WHY DID YOU BECOME A HUMANITARIAN WORKER OR VOLUNTEER?
In the beginning of my medical career, I worked in a very rural community of my country, where a major portion of the population were living in poverty. Most of the patients in the communities were suffering from some avoidable communicable disease. I started dreaming myself to be a public health humanitarian volunteer and not merely a clinician. So that I will be able to serve a greater population and the people who are in dire needs of the services.
WHAT'S THE MOST REWARDING PART OF YOUR WORK?
The most rewarding part of my work is to see someone’s life is restored and s/he gets back to normal productive life because of the programme intervention or support. It is most satisfying to me when I see programme supports bring up new hope in individuals and in the communities.
WHAT ARE SOME OF THE MORE CHALLENGING ASPECTS OF YOUR WORK?
Crisis and conflict affected work environment is always challenging. We need to take most appropriate decision in a meaningful ways in humanitarian grounds and in crisis situation. There is always a need of innovation since every single incident is new and has its own demand.

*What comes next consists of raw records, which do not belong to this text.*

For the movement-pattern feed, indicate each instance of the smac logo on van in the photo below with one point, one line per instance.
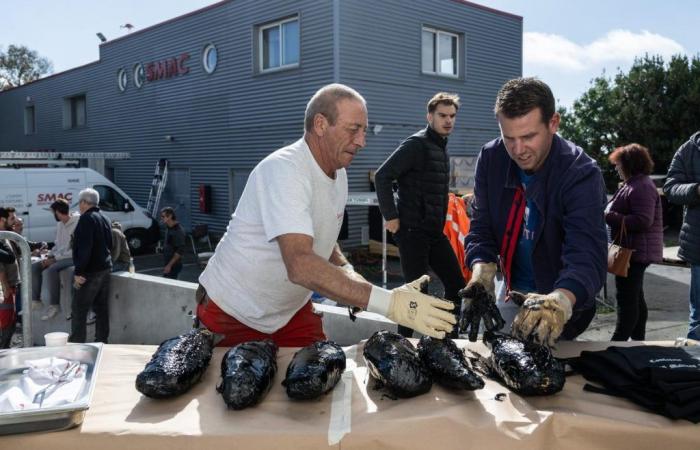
(47, 199)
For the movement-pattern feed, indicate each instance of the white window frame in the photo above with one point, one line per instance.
(122, 80)
(29, 120)
(436, 52)
(205, 53)
(139, 79)
(277, 24)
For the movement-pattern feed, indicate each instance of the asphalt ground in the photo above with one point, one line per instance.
(666, 290)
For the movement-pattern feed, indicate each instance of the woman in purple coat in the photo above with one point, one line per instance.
(638, 204)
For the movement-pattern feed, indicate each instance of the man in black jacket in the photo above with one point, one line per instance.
(421, 167)
(682, 187)
(92, 241)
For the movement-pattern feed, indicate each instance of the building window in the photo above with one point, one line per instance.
(29, 120)
(279, 44)
(122, 79)
(440, 52)
(210, 57)
(139, 75)
(74, 111)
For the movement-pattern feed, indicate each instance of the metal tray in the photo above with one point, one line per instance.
(12, 364)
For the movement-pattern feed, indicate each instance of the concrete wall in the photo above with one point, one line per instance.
(144, 309)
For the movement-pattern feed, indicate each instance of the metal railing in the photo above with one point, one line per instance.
(25, 274)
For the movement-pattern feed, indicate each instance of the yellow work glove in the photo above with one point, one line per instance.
(408, 306)
(479, 302)
(542, 317)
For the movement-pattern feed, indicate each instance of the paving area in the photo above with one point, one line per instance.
(665, 287)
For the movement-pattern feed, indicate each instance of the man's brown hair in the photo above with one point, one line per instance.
(443, 98)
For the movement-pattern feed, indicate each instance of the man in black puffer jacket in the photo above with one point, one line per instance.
(92, 241)
(421, 166)
(682, 187)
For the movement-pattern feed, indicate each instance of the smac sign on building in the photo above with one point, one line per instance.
(167, 68)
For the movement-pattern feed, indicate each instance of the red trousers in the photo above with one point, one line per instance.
(304, 328)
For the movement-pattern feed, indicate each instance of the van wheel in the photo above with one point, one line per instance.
(136, 240)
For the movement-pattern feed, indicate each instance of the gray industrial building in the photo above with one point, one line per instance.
(216, 90)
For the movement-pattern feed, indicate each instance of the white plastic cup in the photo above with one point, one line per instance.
(56, 339)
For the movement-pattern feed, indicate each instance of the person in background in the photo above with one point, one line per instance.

That is why humanitarian workers always need to be vigilant, hardworking and passionate in their responsibilities to encompass more lives to be saved.
TELL US A LITTLE BIT ABOUT THE WORK YOU DO?
I coordinate a comprehensive emergency health and WATSAN project for refugees and internally displaced vulnerable population in Cox’s Bazar, Bangladesh. Among other things, we deploy mobile medical teams for underserved hard-to-reach population, train and supervise volunteer outreach teams.
WHAT IS THE MOST MEMORABLE MOMENT YOU’VE EXPERIENCED DURING YOUR WORK?
One of my most memorable moments is when I saw a boy of 22 years resumed his small business, when he returned back to his village after having a major surgery in his stomach. He was rapidly moving to a state of shock at that night. It was impossible to arrange his operation in that remote location, due to lack of facilities. The medical team managed to transfer him at a district level clinic and arranged all the necessities for an emergency OT. A week later, he was discharged and went back to his village. He visited our team later as a sign of gratitude.